For a long moment she was still and then she rose to her feet and faced him, her complexion flushed with anger.
'Strange moonlight,' she said sarcastically. 'I have been sick with worry! Eric rode in before midnight matins. Where have you been?'
'I went to see Rhosyn and I fell asleep,' he replied matter-of-factly and came further into the room to sit on a stool and begin unlacing his boots.
'You went to see Rhosyn?' she repeated and swallowed the urge to hurl her newly found shoe at him. 'Have you changed your mind?'
'About what? Fetch me a drink, there's a good lass.'
Judith dropped the shoe and turned away, her back as rigid as a lance, her voice choked with the effort of controlling her rage. 'You said you had no mistress.'
Guyon flashed her a glance. 'I don't. Huw ap Sior was a close friend of her family. I took her the news of his death and a warning to be on guard. I am sorry if you are vexed, but expect apology for naught else.'
'Vexed is not the word!' Judith sloshed wine into a cup with a shaking hand. 'I could kill you myself!'
'No doubt ... Pass me those clothes over there.'
'Those?' She swung to him, lids widening. 'But they stink!'
'I know.' He grimaced, took the wine she offered, drank a mouthful and then set it down.
'Spike it, will you?' he said. 'With white poppy.'
'What for?'
'To make me sufficiently difficult to rouse when Robert de Belleme hails at our drawbridge.'
'And why should he do that?' Judith had a strong inkling as to the reply, having had plenty of time to think during the long watches of the night while her absent husband enjoyed another woman's company without thought for his terrified wife. However, she wanted to hear the words from his own lips, not be treated like an imbecile who would give the game away if possessed of knowledge.

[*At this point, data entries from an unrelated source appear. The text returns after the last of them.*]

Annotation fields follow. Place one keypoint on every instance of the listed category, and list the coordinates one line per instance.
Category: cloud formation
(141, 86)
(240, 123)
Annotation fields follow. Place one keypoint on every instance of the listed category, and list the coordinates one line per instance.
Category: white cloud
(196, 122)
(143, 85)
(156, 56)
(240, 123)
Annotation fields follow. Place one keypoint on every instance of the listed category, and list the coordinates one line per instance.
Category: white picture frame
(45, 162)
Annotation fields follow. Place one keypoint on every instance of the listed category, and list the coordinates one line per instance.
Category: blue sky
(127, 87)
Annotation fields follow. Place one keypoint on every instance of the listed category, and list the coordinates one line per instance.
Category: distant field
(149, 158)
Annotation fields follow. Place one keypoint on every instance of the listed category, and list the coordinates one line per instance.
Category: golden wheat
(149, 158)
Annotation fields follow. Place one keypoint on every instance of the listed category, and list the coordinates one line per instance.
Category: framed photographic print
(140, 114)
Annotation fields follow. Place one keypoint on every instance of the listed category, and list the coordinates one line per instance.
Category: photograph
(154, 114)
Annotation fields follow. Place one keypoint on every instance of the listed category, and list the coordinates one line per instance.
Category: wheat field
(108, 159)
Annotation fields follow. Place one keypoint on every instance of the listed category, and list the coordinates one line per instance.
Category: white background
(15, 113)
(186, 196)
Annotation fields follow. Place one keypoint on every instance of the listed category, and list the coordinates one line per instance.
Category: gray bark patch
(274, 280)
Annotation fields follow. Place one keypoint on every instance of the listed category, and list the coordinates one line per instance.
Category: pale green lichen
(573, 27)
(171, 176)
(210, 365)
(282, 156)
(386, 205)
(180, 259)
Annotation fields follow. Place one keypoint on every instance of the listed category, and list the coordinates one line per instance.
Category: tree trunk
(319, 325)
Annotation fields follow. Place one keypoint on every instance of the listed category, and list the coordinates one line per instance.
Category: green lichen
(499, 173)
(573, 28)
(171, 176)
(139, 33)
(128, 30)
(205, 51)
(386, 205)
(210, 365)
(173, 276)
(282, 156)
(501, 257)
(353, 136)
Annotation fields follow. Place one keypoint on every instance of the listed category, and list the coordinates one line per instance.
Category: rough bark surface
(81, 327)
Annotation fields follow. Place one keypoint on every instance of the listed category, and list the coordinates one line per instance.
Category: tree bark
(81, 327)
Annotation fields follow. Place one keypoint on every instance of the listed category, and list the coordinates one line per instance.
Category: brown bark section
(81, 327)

'He might think I was involved in a Welsh raid upon him and his men that took place on the Shrewsbury road yestereve,' he answered. 'I did not tell you before in case we failed. At least you could truthfully have claimed your innocence.'
'What good would that do?' Judith was not impressed. 'You know what my uncle does to
"innocents".' Her mouth tightened, but it was because he had been ensconced at another woman's hearth, perhaps even in her arms, while she paced the floor at Ledworth in a cold sweat of terror for his life.
'Look,' he said wearily, 'I do not expect you to go into the kitchen details of how you make a particular dish, but I will praise it or otherwise when it comes to table, and it is the same with certain of my doings. I told you what was needful.'
'What you thought was needful.'
Guyon swallowed and cast around for a fresh reserve of patience. A day of pretence and fencing with men he loathed, a night of clandestine work, an hour's sleep in a hard chair and some chancy riding over rough terrain in the pitch dark made it difficult to find. 'Judith, don't push me,' he said softly.
A trickle of fear ran down her spine. The gentle tone was far more frightening than a bellow to mind her business, or a raised fist. She turned abruptly away to begin preparing a draught of the poppy syrup.
Guyon continued to strip. 'What about the rest of the keep?' he asked after a moment. 'What do they think?'
She looked round at him, her expression impassive. 'Some of them believe that it is good for you to release your tension in a surfeit of drink, all young men do it. Others say they always knew you were wild and incontinent. Mama is desperate for my safety. My father used to beat us both when he was in his cups ... He split my lip once ... Mama cannot act to save her life. I dare not tell her the truth.'
He snorted with brusque amusement. 'You accuse me and then do the same to your mother!'
Judith drew breath to retort that it was not the same at all , but clenched her teeth on the words.